The dead man found more than 31 years ago is 21-year-old Robert Mullins, who had vanished two or three years earlier, state prosecutors and Pickaway County Sheriff’s deputies said.
“Thirty-one Christmases have come and gone and I was thinking about the headstone with no name on it,” Ohio Attorney General Dave Yost told reporters.
“We’re all going to die at some point. That’s the only thing that’s certain about our lives on this earth. But what a tragedy to die unknown, to not have a name to put on the memorial. Today that circles closes.”
A pair of hunters stumbled upon Mullins’ skeleton north of State Route 56 just west of State Route 159, in Pickaway County on Nov. 1, 1991, state and local officials said.
Investigators originally believed the remains were of a long dead Native American woman, about 25, because the person was no taller than 5-foot-4 and the region’s long connection to indigenous communities.
Eventually, anthropologists determined that remains hadn’t been in the ground for any more than three years. And it wasn’t until 2012 when University of North Texas researchers tested that DNA and determine the body was of a male with some Indian ancestry, officials said.
Then in 2021, Pickaway County Sheriff’s Lt. Johnathan Strawser and Coroner Dr. John Ellis teamed up, seeking to match their John Doe to available public data bases of DNA in hopes of building the man’s family tree, officials said.
They brought in forensic genetic genealogy researchers from AdvanceDNA, who ran John Doe’s DNA and matched it to 4,000 people in the United States and England — before narrowing his tree down to a father from Virginia and mother with ties to England and India.
“After Robert’s sudden disappearance his family looked for him, especially his late mother,” said Amanda Reno, the director of genetic and forensic case management for AdvanceDNA.
“His family explained his absence had been a great source of pain for their family.
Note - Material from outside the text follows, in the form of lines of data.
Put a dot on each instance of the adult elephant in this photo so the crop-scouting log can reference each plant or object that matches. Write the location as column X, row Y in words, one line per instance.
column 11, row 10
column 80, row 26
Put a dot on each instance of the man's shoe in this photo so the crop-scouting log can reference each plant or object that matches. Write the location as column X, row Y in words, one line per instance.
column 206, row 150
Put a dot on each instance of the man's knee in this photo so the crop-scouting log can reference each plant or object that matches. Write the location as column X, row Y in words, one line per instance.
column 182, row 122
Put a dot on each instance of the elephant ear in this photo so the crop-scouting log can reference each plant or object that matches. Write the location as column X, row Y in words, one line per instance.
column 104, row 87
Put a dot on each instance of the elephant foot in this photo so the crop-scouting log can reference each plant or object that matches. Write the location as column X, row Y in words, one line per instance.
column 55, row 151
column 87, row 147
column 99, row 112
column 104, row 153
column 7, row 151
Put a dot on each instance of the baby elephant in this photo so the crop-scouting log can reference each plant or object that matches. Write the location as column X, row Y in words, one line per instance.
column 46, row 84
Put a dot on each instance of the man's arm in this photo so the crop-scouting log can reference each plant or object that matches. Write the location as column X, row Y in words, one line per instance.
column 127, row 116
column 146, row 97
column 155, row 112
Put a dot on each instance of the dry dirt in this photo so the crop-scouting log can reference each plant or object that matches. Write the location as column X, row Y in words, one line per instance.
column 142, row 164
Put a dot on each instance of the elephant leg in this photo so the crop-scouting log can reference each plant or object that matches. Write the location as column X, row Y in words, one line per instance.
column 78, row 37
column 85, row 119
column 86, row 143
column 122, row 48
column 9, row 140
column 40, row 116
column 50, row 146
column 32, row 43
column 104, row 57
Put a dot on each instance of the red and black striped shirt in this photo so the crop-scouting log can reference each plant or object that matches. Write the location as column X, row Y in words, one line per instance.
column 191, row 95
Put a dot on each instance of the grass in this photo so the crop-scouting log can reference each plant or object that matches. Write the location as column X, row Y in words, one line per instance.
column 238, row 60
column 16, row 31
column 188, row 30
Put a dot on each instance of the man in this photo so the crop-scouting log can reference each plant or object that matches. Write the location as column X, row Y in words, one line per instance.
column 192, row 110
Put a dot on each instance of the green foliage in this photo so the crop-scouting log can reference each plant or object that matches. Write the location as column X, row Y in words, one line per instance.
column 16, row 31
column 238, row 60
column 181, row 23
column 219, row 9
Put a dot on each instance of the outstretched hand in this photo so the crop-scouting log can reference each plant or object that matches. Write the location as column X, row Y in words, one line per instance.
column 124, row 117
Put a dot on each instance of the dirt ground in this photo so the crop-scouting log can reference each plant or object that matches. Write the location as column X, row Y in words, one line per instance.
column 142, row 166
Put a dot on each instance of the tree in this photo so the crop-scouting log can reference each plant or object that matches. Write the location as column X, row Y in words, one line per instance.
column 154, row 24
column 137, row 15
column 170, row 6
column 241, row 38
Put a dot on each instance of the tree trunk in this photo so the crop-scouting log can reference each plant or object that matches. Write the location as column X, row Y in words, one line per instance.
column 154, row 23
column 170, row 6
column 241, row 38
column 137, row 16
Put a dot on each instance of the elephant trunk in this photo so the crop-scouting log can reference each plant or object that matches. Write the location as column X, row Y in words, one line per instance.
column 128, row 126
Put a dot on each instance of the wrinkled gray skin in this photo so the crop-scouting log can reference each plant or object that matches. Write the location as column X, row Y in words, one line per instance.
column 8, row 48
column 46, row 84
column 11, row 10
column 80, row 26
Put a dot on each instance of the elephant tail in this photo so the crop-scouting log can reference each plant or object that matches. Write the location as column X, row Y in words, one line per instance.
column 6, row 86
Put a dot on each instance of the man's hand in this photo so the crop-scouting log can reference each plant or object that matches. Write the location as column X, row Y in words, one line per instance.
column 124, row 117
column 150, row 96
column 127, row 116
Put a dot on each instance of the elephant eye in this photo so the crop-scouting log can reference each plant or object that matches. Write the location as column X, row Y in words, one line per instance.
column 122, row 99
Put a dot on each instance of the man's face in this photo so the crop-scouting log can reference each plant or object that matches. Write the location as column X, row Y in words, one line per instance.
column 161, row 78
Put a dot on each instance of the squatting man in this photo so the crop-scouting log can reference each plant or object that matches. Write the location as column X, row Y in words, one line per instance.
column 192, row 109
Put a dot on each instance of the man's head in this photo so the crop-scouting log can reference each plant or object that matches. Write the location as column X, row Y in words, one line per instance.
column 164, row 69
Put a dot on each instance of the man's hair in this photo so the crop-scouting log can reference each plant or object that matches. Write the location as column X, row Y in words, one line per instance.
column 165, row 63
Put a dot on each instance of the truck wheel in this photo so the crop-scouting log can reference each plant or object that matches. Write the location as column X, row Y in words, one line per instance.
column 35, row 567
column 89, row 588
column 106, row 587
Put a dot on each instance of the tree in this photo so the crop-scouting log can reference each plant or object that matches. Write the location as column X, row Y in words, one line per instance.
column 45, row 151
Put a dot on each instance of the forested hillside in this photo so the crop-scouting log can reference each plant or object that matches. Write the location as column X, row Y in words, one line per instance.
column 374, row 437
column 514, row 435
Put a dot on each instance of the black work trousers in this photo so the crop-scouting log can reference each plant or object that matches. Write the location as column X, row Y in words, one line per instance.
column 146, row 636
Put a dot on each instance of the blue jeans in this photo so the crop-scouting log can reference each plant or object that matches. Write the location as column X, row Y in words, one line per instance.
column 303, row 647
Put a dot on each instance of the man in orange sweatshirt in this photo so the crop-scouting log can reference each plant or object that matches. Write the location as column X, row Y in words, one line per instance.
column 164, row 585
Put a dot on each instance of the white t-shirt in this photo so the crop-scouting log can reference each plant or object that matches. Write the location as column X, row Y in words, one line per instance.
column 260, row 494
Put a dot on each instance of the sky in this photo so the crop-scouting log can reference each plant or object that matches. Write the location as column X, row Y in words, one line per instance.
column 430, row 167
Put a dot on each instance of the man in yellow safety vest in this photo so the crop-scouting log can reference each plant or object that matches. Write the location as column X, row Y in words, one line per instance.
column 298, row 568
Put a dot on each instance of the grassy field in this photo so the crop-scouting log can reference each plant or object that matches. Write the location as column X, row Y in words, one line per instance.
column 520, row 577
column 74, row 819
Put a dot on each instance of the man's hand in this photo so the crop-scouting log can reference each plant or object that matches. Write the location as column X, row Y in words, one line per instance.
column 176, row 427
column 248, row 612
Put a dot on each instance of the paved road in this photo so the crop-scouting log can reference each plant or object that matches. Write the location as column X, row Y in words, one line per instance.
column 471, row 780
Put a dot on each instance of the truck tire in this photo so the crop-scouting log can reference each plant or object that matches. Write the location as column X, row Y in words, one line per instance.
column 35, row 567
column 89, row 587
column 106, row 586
He was loved and he was missed.”
Sheriff’s investigators said they hope to someday find a suspect in Mullins’ murder.
“Now the detectives have the new information (and) that’s going to allow them to do what they do best: Hit the streets, put the pieces together and look at the final days of Mr. Mullins’ life and find out who did this to him because that person is probably still out there,” Yost said.
Lt. Strawser said he’s grateful for help from all of Mullins’ blood relatives, who took a keen interest in this case even though the victim was a stranger to them.
“We would also like to thank Robert’s genetic relative matches who volunteered their time (and) family information,” Strawser said. “Robert was a distant cousin to them. Despite being somebody they had never met, each of these relatives played a key role in bringing him home to his family.”
The practice of matching genetic material of victims and perpetrators to the millions of Americans who take do-it-yourself, home DNA tests has proven to be a valuable new asset to police.
Last week, Philadelphia police on identified 4-year-old Joseph Augustus Zarelli as the “Boy in the Box” who was found beaten to death in 1957 and had gone nameless until recently.
And most famously, DNA and genealogy led police to the Golden State Killer, Joseph James DeAngelo, who terrorized California in the 1970s and 80s but was only arrested in 2018.
The serial killer was sentenced to multiple life terms for 13 murders and 13 rape-related charges, though he’s been connected to many more sexual assaults.